Politico adds that left-wing groups aren’t happy with the reticence:
“There’s a fierce urgency at the grass roots that is not being echoed by the Senate Democrats,” said Ben Wikler, the Washington director for MoveOn, which joined 10 other groups in a letter urging Senate Democrats to, essentially, step it up. “The notion that Democrats should wait until after the hearings to speak their mind is a strategy to win a race by running hard in the last 30 seconds.”
A large part of the Senate Democrats’ dilemma is that Gorsuch seems to have charmed just about everybody he has ever worked with, including numerous liberals with whom he’s maintained respectful and friendly relations, even while opposing them philosophically. At National Review Online, Ed Whelan of the Ethics and Public Policy Center provides virtually one-stop shopping for anybody wishing to follow the nominee’s momentum towards confirmation.

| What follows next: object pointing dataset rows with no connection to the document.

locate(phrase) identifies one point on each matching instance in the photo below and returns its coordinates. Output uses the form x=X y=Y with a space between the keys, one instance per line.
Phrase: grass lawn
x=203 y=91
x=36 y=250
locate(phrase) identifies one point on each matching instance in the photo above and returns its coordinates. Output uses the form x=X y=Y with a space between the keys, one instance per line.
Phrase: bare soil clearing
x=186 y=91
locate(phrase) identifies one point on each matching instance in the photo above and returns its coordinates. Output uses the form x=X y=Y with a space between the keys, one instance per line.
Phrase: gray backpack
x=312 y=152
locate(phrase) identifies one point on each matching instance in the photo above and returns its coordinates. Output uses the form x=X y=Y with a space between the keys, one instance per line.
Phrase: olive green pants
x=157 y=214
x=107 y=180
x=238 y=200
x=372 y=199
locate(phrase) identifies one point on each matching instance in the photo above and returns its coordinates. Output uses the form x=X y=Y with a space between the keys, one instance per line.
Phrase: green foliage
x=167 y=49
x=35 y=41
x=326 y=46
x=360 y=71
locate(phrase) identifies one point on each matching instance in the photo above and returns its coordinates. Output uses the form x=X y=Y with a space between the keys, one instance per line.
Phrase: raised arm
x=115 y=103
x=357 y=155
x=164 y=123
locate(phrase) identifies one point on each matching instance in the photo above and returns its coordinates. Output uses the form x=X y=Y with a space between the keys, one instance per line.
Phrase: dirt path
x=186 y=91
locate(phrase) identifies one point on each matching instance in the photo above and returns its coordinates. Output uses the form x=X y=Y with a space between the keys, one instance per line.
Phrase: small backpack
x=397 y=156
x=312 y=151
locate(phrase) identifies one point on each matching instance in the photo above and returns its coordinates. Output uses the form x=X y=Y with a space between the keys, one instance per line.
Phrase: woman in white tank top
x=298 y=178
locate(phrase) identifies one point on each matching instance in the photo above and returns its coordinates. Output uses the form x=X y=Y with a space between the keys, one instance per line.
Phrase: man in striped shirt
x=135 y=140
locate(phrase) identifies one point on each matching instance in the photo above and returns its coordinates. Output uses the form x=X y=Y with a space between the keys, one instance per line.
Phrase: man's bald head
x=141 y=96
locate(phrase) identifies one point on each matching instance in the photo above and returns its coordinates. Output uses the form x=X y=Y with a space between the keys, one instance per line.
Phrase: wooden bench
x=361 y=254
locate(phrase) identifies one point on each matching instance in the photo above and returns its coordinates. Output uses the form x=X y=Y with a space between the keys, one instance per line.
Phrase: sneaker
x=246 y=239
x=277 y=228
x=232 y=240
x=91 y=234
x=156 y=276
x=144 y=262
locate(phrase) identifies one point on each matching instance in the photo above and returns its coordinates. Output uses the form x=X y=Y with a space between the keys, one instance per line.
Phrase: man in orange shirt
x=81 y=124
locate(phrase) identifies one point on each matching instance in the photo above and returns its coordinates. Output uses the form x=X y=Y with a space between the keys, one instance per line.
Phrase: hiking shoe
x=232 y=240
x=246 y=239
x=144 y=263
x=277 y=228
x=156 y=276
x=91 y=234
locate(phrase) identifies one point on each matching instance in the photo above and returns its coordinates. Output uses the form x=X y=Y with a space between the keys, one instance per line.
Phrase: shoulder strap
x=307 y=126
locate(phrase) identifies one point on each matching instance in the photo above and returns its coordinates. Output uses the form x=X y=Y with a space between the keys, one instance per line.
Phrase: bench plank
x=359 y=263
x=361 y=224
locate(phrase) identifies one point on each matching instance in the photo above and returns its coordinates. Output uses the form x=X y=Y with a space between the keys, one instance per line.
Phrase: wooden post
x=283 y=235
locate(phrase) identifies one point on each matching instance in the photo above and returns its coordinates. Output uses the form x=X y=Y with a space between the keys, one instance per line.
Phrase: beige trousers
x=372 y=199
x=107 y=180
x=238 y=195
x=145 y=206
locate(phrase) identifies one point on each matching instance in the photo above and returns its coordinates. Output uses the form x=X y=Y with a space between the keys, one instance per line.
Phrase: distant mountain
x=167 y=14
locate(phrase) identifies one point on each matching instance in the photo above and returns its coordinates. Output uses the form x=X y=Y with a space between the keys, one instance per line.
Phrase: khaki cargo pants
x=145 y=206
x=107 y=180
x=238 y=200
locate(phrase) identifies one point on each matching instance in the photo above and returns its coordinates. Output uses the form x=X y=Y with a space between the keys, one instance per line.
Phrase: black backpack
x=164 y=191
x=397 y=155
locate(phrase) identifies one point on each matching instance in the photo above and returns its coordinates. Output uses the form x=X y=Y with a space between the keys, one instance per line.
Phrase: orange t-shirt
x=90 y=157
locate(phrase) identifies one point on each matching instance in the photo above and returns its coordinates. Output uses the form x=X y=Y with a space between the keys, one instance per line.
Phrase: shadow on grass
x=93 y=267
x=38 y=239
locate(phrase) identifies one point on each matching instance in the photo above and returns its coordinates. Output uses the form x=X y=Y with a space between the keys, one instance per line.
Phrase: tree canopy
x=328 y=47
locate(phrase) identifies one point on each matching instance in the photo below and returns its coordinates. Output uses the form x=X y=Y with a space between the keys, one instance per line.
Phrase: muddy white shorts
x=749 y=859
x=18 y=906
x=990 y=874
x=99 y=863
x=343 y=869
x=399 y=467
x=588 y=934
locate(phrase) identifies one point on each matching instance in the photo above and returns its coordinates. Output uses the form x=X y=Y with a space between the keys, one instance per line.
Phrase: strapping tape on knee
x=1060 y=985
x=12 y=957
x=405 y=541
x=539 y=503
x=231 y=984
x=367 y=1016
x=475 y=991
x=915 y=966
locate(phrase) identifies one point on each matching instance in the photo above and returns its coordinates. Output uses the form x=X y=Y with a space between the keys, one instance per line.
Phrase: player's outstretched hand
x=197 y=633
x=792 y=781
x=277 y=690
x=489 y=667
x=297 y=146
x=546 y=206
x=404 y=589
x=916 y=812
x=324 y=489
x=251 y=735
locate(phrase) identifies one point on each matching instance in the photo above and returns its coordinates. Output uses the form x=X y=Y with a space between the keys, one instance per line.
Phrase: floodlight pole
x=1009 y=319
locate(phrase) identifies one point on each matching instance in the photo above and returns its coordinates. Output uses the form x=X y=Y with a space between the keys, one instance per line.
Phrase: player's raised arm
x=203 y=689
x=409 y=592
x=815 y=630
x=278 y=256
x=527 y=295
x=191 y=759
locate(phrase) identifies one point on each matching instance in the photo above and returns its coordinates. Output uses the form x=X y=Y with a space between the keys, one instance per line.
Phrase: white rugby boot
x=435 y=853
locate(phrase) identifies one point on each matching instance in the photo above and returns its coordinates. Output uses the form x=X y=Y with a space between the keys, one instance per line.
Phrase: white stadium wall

Whelan reported last weekend that 31 distinguished members of the Supreme Court bar – who together have argued more than 500 cases before the nation’s highest court (for just 31 lawyers, that’s a very large number of such cases) – signed a letter expressing “strong support” for Gorsuch’s nomination.
The letter’s key paragraph:
Fairminded, dedicated, smart, and unfailingly polite, Judge Gorsuch is someone all of us would be pleased to appear before. He is principled in his approach to the law, but also keenly aware of practical consequences. He is a thoroughly kind and decent person. Respectful of colleagues and counsel alike, Judge Gorsuch has the unusual combination of character, dedication, and intellect that would make him an asset to our Nation’s highest court.
The signers included not only noted conservatives Miguel Estrada, Peter Keisler, and Michael Carvin (the first two of them former nominees defeated by Democratic filibusters), but also those Whelan describes as “prominent liberal signatories” includ[ing] former Stanford law school dean Kathleen M. Sullivan, Clinton Justice Department veteran David C. Frederick, and Lisa Blatt.
They join such previously announced liberal luminaries as former Obama administration solicitor general Neal Katyal and former NBC News anchor Tom Brokaw in singing Gorsuch’s praises, with the latter saying his non-conservative sources assert that “there is not a better judge in the federal circuit right now than him.”
And the list of Gorsuch’s supporters goes on and on.
Meanwhile, the New York Times reported Monday that leftist groups are scrambling to accuse Gorsuch of being “no friend to the little guy” – supposedly against “workers’ rights” and insufficiently opposed to “big money in politics.” But the ammunition against Gorsuch is so skimpy that many Democrats may try “to make the nomination as much a referendum on Mr. Trump as Judge Gorsuch.” The Times also noted that several cases show Gorsuch siding with, not against, workers, “including sexual harassment claims and black-lung benefits for retired miners.”
Even on the three cases most often cited by critics that supposedly show Gorsuch disfavoring the little guy, NRO’s Whelan provided a ready answer. Writing that those three are thin gruel from amidst the many thousands of cases Gorsuch has decided (not one of his which, by the way, has ever been reversed by the Supreme Court), Whelan noted that in two of the three cases, Gorsuch wrote for unanimous panels that each time included a “very liberal Clinton appointee.” In other words, Whelan says it is almost impossible to fault Gorsuch for somehow dismissing the cases of “little guys” that even liberal judges say were too legally weak to stand.
Bearing out Whelan’s contention that these few cases show no fault on Gorsuch’s part, the American Bar Association’s review panel unanimously gave Gorsuch its highest possible professional rating.
No wonder that Politico reports that at least within the Senate walls, “Democrats can’t seem to land a punch on Neil Gorsuch — and it’s not even clear they want to.”